In September this year, blockchain venture capital firm SPiCE Venture Capital announced that its tokenized fund SPiCE VC was listed on the Fusang Exchange, becoming the first security token listed on the Fusang Exchange. Previously, SPiCE Venture Capital completed the security tokenization of the fund at the end of 2017 to mark the LP's interest in the SPiCE fund, and has been listed and traded on multiple security token exchanges. It is reported that SPiCE VC's investment companies include Securitize, Bakkt, Arcax and Lottery.com.

During the same period, the security token PRTS of another blockchain venture capital institution Protos was also listed for trading on the Fusang Exchange. Through the PRTS token, the institution provides investors with a way to obtain rights and interests in investment portfolios in BTC and ETH as well as crypto assets in the DeFi space.

The CCB digital bond launched today is the third securitized token launched by the Fusang Exchange. This is also the first time that the exchange has launched an exclusive security token trading product. The move from security tokens anchored to crypto assets to security tokens anchored to traditional financial bonds has made this previously little-known exchange instantly famous.

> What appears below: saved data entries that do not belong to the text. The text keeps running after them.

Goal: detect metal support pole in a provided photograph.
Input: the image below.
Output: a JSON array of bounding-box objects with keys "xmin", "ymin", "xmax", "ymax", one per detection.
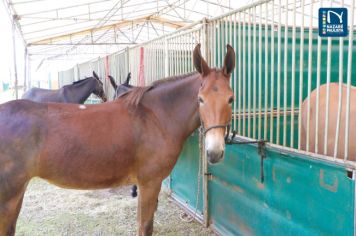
[
  {"xmin": 24, "ymin": 47, "xmax": 28, "ymax": 92},
  {"xmin": 202, "ymin": 17, "xmax": 209, "ymax": 228},
  {"xmin": 12, "ymin": 20, "xmax": 18, "ymax": 99},
  {"xmin": 125, "ymin": 46, "xmax": 130, "ymax": 76},
  {"xmin": 28, "ymin": 54, "xmax": 31, "ymax": 89}
]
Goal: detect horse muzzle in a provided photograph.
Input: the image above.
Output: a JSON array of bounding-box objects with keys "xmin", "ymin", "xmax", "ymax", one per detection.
[
  {"xmin": 207, "ymin": 149, "xmax": 224, "ymax": 164},
  {"xmin": 205, "ymin": 131, "xmax": 225, "ymax": 164}
]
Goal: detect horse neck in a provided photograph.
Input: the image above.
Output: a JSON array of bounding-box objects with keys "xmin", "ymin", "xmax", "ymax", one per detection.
[
  {"xmin": 65, "ymin": 78, "xmax": 97, "ymax": 103},
  {"xmin": 143, "ymin": 74, "xmax": 201, "ymax": 140}
]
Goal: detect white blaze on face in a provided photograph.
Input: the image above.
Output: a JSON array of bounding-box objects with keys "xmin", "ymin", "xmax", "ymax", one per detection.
[
  {"xmin": 79, "ymin": 105, "xmax": 87, "ymax": 110},
  {"xmin": 205, "ymin": 130, "xmax": 225, "ymax": 154}
]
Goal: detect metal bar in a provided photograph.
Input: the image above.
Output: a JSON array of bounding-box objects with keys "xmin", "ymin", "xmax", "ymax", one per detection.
[
  {"xmin": 258, "ymin": 3, "xmax": 262, "ymax": 140},
  {"xmin": 184, "ymin": 35, "xmax": 188, "ymax": 73},
  {"xmin": 269, "ymin": 0, "xmax": 275, "ymax": 143},
  {"xmin": 297, "ymin": 0, "xmax": 305, "ymax": 150},
  {"xmin": 253, "ymin": 6, "xmax": 257, "ymax": 139},
  {"xmin": 306, "ymin": 0, "xmax": 313, "ymax": 152},
  {"xmin": 238, "ymin": 13, "xmax": 242, "ymax": 135},
  {"xmin": 202, "ymin": 18, "xmax": 209, "ymax": 228},
  {"xmin": 165, "ymin": 37, "xmax": 169, "ymax": 77},
  {"xmin": 227, "ymin": 133, "xmax": 356, "ymax": 170},
  {"xmin": 180, "ymin": 35, "xmax": 183, "ymax": 75},
  {"xmin": 247, "ymin": 8, "xmax": 251, "ymax": 138},
  {"xmin": 263, "ymin": 2, "xmax": 268, "ymax": 141},
  {"xmin": 24, "ymin": 47, "xmax": 28, "ymax": 92},
  {"xmin": 290, "ymin": 0, "xmax": 297, "ymax": 148},
  {"xmin": 276, "ymin": 0, "xmax": 282, "ymax": 145},
  {"xmin": 212, "ymin": 20, "xmax": 216, "ymax": 68},
  {"xmin": 218, "ymin": 20, "xmax": 221, "ymax": 68},
  {"xmin": 210, "ymin": 0, "xmax": 272, "ymax": 22},
  {"xmin": 323, "ymin": 36, "xmax": 332, "ymax": 155},
  {"xmin": 19, "ymin": 0, "xmax": 114, "ymax": 17},
  {"xmin": 155, "ymin": 40, "xmax": 158, "ymax": 80},
  {"xmin": 12, "ymin": 21, "xmax": 19, "ymax": 99},
  {"xmin": 229, "ymin": 13, "xmax": 232, "ymax": 49},
  {"xmin": 344, "ymin": 0, "xmax": 355, "ymax": 160},
  {"xmin": 233, "ymin": 13, "xmax": 237, "ymax": 131},
  {"xmin": 315, "ymin": 0, "xmax": 323, "ymax": 154},
  {"xmin": 283, "ymin": 0, "xmax": 288, "ymax": 146},
  {"xmin": 243, "ymin": 11, "xmax": 247, "ymax": 137}
]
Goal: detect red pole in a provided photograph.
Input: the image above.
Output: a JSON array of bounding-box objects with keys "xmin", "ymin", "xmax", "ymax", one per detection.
[{"xmin": 138, "ymin": 47, "xmax": 145, "ymax": 86}]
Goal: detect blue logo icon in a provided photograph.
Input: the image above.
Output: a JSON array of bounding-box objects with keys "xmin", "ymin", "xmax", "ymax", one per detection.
[{"xmin": 319, "ymin": 8, "xmax": 348, "ymax": 37}]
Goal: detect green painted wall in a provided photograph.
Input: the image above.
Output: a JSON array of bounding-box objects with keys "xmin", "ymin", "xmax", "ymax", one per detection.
[{"xmin": 170, "ymin": 134, "xmax": 354, "ymax": 236}]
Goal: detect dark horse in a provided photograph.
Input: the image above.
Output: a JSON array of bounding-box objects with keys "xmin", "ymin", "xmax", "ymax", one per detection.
[
  {"xmin": 22, "ymin": 71, "xmax": 107, "ymax": 103},
  {"xmin": 109, "ymin": 72, "xmax": 133, "ymax": 99},
  {"xmin": 0, "ymin": 44, "xmax": 235, "ymax": 236}
]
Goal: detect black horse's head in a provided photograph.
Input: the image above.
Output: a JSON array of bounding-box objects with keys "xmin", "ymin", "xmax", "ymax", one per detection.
[
  {"xmin": 92, "ymin": 71, "xmax": 107, "ymax": 102},
  {"xmin": 109, "ymin": 73, "xmax": 133, "ymax": 99}
]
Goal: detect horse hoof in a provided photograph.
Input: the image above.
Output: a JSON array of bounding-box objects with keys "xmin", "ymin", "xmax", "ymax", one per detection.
[{"xmin": 131, "ymin": 185, "xmax": 138, "ymax": 198}]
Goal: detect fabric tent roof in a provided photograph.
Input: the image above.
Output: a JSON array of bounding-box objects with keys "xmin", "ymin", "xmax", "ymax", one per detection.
[{"xmin": 6, "ymin": 0, "xmax": 249, "ymax": 64}]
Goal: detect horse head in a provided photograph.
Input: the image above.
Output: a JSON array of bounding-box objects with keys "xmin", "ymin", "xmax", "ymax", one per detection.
[
  {"xmin": 92, "ymin": 71, "xmax": 107, "ymax": 102},
  {"xmin": 193, "ymin": 44, "xmax": 235, "ymax": 164}
]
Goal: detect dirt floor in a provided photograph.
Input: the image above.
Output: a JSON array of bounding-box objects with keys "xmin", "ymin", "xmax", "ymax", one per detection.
[{"xmin": 16, "ymin": 178, "xmax": 216, "ymax": 236}]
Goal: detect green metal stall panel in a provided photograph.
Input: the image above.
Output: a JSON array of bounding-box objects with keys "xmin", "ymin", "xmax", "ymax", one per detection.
[
  {"xmin": 170, "ymin": 136, "xmax": 355, "ymax": 236},
  {"xmin": 209, "ymin": 140, "xmax": 354, "ymax": 236},
  {"xmin": 169, "ymin": 132, "xmax": 204, "ymax": 215}
]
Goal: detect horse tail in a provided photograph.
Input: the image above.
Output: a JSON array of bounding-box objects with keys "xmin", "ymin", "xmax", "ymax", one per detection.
[
  {"xmin": 108, "ymin": 75, "xmax": 118, "ymax": 90},
  {"xmin": 124, "ymin": 72, "xmax": 131, "ymax": 86}
]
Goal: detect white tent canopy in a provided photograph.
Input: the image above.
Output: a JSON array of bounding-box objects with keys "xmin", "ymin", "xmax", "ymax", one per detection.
[{"xmin": 5, "ymin": 0, "xmax": 249, "ymax": 65}]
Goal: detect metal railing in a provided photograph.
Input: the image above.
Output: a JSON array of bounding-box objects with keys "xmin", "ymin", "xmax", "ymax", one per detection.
[{"xmin": 59, "ymin": 0, "xmax": 356, "ymax": 164}]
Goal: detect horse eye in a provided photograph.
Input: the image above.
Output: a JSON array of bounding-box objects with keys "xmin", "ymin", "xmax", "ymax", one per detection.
[
  {"xmin": 198, "ymin": 97, "xmax": 204, "ymax": 105},
  {"xmin": 228, "ymin": 97, "xmax": 234, "ymax": 104}
]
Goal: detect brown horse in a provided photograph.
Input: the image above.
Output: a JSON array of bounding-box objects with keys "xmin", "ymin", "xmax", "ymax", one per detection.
[
  {"xmin": 0, "ymin": 44, "xmax": 235, "ymax": 236},
  {"xmin": 301, "ymin": 83, "xmax": 356, "ymax": 161}
]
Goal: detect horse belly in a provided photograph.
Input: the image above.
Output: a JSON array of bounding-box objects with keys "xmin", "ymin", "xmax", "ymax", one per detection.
[{"xmin": 38, "ymin": 152, "xmax": 136, "ymax": 189}]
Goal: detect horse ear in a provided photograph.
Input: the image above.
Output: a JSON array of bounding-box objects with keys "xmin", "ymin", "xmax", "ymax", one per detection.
[
  {"xmin": 92, "ymin": 71, "xmax": 100, "ymax": 80},
  {"xmin": 108, "ymin": 75, "xmax": 118, "ymax": 90},
  {"xmin": 125, "ymin": 72, "xmax": 131, "ymax": 85},
  {"xmin": 193, "ymin": 44, "xmax": 210, "ymax": 77},
  {"xmin": 222, "ymin": 44, "xmax": 235, "ymax": 77}
]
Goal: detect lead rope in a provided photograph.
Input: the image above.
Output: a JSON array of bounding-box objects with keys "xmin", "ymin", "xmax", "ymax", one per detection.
[{"xmin": 179, "ymin": 126, "xmax": 203, "ymax": 223}]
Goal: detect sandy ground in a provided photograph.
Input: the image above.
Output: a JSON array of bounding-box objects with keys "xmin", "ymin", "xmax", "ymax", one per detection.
[{"xmin": 16, "ymin": 178, "xmax": 216, "ymax": 236}]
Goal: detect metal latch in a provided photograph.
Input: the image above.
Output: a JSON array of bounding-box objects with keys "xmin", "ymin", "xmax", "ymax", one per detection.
[{"xmin": 226, "ymin": 130, "xmax": 267, "ymax": 183}]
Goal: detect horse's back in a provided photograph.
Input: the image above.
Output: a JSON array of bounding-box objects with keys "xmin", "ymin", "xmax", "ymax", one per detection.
[
  {"xmin": 0, "ymin": 99, "xmax": 48, "ymax": 149},
  {"xmin": 301, "ymin": 83, "xmax": 356, "ymax": 160},
  {"xmin": 22, "ymin": 87, "xmax": 61, "ymax": 103}
]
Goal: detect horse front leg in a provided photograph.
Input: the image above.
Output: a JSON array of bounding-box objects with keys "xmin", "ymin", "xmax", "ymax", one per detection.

In fact, Fusang Exchange has tokenized the shares of its corporate entity Fusang Exchange Holdings Ltd (FSX) since March this year, issuing all the company's shares as ERC20 tokens FSC on the Ethereum network, which are securities tokens fully approved and issued in compliance with the Labuan Financial Services Authority (LFSA). At the same time, FSC digital securities are directly linked to Fusang Group's Class A shares, representing a contractual relationship related to the company's rights, income streams, and assets, but do not have the voting rights of common shares.

Currently, the exchange is also raising funds for its FSC tokens in a pre-IPO on its official website, with a financing scale of US$6 million, which is valued at US$160 million. After the official completion of the IPO, FSC digital stocks can be officially traded on the exchange.

All of the above reflects that after a long period of silence, the field of security tokens (STO) is showing many positive development trends and signals. Mainstream financial institutions are exploring and practicing on a large scale, greatly accelerating the pace of applying blockchain technology in the securities market.